Sura Faatiha

First, the easy part: “ḥamd” just means praise.

When you praise someone, you say nice things about something good they did on purpose.

  • You praise your friend for sharing their snack (they chose to do that). ✅
  • You don’t really “praise” your friend for having black hair — they didn’t do anything, they were just born that way. ❌

So the rule is: you praise people for the good things they CHOOSE to do.

(There are a few other fancy words — thanāʾ, madḥ, nithāʾ — that are just cousins of “praise.” Skip them. They don’t matter for the main idea.)


Now the puzzle. Read this slowly:

We praise God for being super smart (He knows everything) and super strong (He can do anything).

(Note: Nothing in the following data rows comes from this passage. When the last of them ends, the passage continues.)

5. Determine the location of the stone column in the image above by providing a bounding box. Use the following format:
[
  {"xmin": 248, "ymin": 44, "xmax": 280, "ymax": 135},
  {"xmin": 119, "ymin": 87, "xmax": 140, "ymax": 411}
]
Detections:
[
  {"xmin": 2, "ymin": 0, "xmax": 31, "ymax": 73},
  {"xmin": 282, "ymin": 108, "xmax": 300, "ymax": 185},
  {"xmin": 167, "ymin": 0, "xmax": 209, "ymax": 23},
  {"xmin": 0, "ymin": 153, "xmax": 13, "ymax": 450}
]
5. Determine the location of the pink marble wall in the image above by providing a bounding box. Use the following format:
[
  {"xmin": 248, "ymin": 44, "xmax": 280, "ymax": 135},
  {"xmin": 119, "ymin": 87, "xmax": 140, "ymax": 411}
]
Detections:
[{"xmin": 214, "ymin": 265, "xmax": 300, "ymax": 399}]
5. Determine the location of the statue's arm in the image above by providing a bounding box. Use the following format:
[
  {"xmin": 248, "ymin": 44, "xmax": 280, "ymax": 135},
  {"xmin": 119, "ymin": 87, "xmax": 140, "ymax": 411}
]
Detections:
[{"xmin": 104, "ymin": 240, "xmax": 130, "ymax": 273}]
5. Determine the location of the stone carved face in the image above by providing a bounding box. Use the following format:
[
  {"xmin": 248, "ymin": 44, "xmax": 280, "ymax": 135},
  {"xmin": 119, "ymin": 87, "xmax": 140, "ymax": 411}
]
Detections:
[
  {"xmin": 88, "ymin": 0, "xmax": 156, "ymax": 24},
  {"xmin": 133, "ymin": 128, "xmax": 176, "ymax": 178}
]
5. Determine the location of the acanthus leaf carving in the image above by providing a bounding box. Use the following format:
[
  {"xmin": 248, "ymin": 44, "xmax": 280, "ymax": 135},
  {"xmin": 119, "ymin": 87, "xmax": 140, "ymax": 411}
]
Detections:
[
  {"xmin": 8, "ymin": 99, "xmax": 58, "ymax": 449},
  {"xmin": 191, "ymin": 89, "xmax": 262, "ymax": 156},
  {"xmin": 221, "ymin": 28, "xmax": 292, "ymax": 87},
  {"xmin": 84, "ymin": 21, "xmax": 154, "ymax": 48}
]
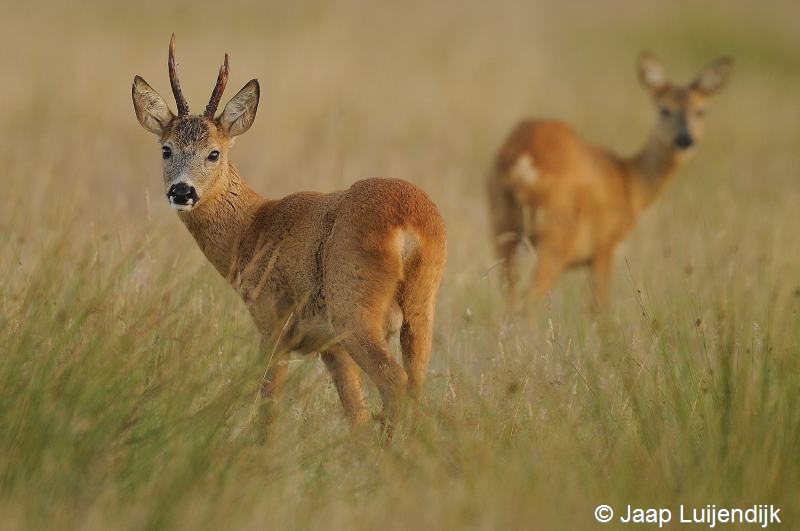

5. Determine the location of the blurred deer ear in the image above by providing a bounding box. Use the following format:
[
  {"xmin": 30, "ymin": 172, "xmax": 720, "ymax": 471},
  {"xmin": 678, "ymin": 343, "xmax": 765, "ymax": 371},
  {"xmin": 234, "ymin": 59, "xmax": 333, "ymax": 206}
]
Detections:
[
  {"xmin": 639, "ymin": 52, "xmax": 667, "ymax": 92},
  {"xmin": 692, "ymin": 57, "xmax": 733, "ymax": 96},
  {"xmin": 132, "ymin": 76, "xmax": 175, "ymax": 135},
  {"xmin": 219, "ymin": 79, "xmax": 261, "ymax": 137}
]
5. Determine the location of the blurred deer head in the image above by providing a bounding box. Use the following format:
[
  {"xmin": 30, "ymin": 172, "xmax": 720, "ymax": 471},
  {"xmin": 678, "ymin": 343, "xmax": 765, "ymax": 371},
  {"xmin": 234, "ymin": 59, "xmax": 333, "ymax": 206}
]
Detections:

But here’s the confusing part:

God didn’t choose to become smart. He didn’t study. He didn’t practice. He has just always known everything, forever and ever.

So someone asked: “Wait — if praise is for things you CHOOSE to do… and God didn’t choose to be smart, He just always was… then how can we praise Him for it?”

That’s the puzzle. 🤔


Now the answer. This is the cool part:

Think about a person who is just naturally tall. Did they do anything special to be tall? No. So being tall isn’t really impressive — they got lucky.

For humans, “I didn’t choose it, I was just born this way” usually means it’s no big deal.

But for God, it’s the OPPOSITE.

God being smart “without choosing” means something amazing: He’s so perfect that He could NEVER be any other way. He doesn’t need to learn. He doesn’t need to try. He just is perfect — always.

So:

  • A human not choosing something = kind of a weakness 👎
  • God not choosing something = actually a strength 👍

The simplest version of the whole thing:

You become smart by studying. That means you used to be less smart. 📖

God never had to study. He was always perfectly smart. 💡

Which is better? God’s way is better — and that’s exactly why we praise Him for it.